We successfully persisted our pipeline and loaded into the namespace again, ready to apply our test set.

> Never, ever unpickle untrusted data! `Pickle` (the serialization method) in Python which `joblib` uses under the hood has a lot of issues in terms security and vulnerability. 
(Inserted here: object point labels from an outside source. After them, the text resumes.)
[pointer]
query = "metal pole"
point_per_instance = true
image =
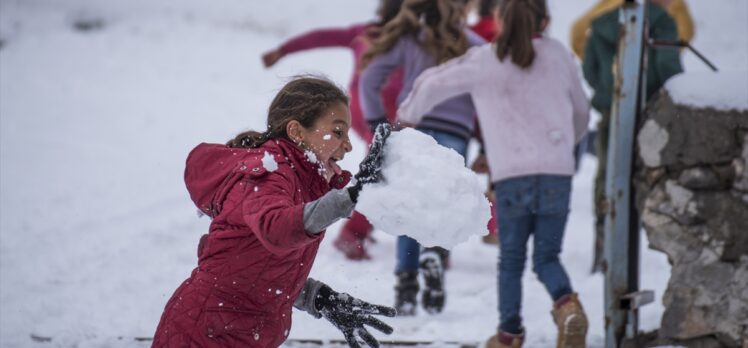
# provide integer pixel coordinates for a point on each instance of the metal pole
(621, 229)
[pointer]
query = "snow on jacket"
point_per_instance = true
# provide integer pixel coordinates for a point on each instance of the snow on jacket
(530, 118)
(456, 115)
(602, 45)
(486, 27)
(257, 255)
(357, 38)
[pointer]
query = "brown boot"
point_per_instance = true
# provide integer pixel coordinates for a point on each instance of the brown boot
(571, 322)
(505, 340)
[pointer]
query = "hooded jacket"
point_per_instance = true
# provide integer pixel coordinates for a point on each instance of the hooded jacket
(602, 46)
(256, 257)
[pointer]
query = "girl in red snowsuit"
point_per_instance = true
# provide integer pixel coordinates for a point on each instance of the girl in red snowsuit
(358, 38)
(270, 196)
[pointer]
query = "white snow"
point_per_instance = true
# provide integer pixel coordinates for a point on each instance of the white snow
(96, 227)
(427, 193)
(716, 90)
(269, 162)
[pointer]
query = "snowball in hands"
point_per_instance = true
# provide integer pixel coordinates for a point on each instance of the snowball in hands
(427, 193)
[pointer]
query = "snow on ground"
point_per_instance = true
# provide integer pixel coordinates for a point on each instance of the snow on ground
(96, 228)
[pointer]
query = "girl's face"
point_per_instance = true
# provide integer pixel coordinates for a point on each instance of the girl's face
(328, 138)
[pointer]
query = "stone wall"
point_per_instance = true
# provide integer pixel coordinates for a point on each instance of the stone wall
(691, 180)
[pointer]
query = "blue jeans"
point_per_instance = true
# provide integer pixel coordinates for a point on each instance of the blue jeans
(535, 205)
(408, 249)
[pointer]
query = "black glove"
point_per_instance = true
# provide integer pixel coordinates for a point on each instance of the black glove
(350, 314)
(373, 124)
(370, 168)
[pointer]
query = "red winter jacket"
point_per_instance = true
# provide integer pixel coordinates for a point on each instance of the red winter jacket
(256, 257)
(358, 39)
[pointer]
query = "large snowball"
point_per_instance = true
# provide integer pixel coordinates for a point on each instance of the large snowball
(427, 194)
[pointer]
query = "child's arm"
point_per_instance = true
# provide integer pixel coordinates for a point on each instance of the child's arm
(435, 85)
(329, 37)
(272, 215)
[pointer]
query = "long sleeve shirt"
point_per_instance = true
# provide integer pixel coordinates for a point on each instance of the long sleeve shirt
(456, 115)
(530, 118)
(357, 40)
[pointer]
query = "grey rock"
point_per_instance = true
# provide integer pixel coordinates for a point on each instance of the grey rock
(691, 190)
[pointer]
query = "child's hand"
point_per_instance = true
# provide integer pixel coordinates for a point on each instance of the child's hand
(270, 58)
(350, 314)
(370, 168)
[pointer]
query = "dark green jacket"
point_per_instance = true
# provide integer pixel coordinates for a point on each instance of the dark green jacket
(602, 45)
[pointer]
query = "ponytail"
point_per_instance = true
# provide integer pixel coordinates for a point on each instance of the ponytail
(523, 19)
(304, 99)
(249, 139)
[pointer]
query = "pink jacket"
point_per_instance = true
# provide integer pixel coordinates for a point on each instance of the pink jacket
(257, 255)
(530, 118)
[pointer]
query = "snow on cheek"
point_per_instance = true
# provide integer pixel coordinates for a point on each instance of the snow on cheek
(428, 193)
(269, 162)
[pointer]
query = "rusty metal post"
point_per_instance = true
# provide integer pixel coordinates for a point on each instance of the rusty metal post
(621, 221)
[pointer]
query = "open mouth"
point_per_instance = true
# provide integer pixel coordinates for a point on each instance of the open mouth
(332, 164)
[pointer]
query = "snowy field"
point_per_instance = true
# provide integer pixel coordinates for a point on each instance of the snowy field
(96, 227)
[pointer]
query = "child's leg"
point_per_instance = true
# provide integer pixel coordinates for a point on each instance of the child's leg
(553, 209)
(514, 199)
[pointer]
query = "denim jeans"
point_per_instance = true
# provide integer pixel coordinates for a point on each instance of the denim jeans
(535, 205)
(408, 249)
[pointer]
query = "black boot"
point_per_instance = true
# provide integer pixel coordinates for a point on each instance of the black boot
(433, 276)
(406, 292)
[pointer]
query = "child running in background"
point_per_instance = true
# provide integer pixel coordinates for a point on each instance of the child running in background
(487, 26)
(358, 38)
(424, 34)
(532, 110)
(271, 196)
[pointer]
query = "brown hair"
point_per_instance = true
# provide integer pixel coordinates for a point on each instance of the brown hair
(388, 10)
(522, 19)
(304, 99)
(441, 22)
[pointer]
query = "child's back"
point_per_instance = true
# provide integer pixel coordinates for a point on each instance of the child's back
(530, 117)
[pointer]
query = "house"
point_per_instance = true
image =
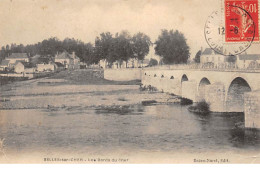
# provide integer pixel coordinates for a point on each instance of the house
(16, 57)
(24, 67)
(38, 59)
(248, 61)
(46, 67)
(210, 58)
(59, 66)
(4, 65)
(70, 61)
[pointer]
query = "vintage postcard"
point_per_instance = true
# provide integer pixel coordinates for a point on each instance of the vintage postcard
(129, 81)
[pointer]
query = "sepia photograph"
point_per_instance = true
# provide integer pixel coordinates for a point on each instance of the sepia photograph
(129, 82)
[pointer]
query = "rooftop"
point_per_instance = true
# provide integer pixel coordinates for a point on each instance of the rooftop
(64, 55)
(17, 56)
(249, 57)
(4, 63)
Let's try the pipeline on the test dataset if it works. 

In [10]:
y_test = pipe.predict(X_test)

In [11]:
y_test

array([12, 19, 16, 19, 16, 16, 19, 19, 19, 19, 20, 16, 19, 16, 16, 16, 19,
       19, 16, 19, 19, 19, 19,  3, 19, 15, 19, 12, 19, 15, 15, 12, 15,  3,
       20, 16,  3, 19, 20, 16, 19, 16, 19, 19, 20, 16, 29, 19, 20, 16, 19,
       16, 20, 19, 19, 20, 19,  3, 29, 16, 16, 19, 20, 20, 15,  3, 12, 16,
       19, 19, 16, 19, 19, 16, 16, 16, 29, 19, 20, 19, 19, 20, 19, 19, 20,
       16, 20, 19, 19, 19, 29, 16, 20, 19, 19, 16, 29, 19, 12, 19, 16, 16,
       19, 19, 16, 19, 29, 20, 16, 19, 19, 19, 15, 20, 19, 20, 20, 16, 19,
        3, 16, 19, 20, 19, 16, 19, 19, 29, 19, 19, 19, 20, 15, 19, 16, 20,
       16, 20, 19, 20, 19, 20, 29, 16, 19, 16, 16, 19, 12, 20, 19, 19, 19,
       20, 16, 19, 12, 20, 19, 15, 20, 16, 16, 19, 19, 15, 29, 20, 12, 16,
       20, 15, 19, 12, 20, 19, 19, 20, 12, 20, 16, 20, 20, 16, 20, 19, 19,
       19, 19, 16, 19, 19,  3, 16, 20, 19, 16, 20, 12, 16, 16,  3, 16, 19,
       20, 20, 19, 19, 19, 20, 19, 16, 16, 12, 19, 19, 12,  3, 16, 29, 16,
       12, 16, 19,  3,  3

### Takeaways
- `Pipeline` is not just useful for abstraction but also easier to maintain, persist and deploy.
- Do not use a loss-compression technique to compress serialization.(Tarballs would work fine)
- If you want to create exact environment of your training set, use always `virtualenv` and note the version numbers of the libraries that you are using.(See the Notebook 0)
- Some of the algorithms support `partial_fit` function for online learning. ([SGD Classifier](http://scikit-learn.org/stable/modules/generated/sklearn.linear_model.SGDClassifier.html), [Perceptron](http://scikit-learn.org/stable/modules/generated/sklearn.linear_model.Perceptron.html#sklearn.linear_model.Perceptron), [MultinomialNB](http://scikit-learn.org/stable/modules/generated/sklearn.naive_bayes.MultinomialNB.html#sklearn.naive_bayes.MultinomialNB)). If you have incremental data that you want to improve your classifier over time, you may want to persist your models and then use `partial_fit` to improve them when you have new data. Works like a charm!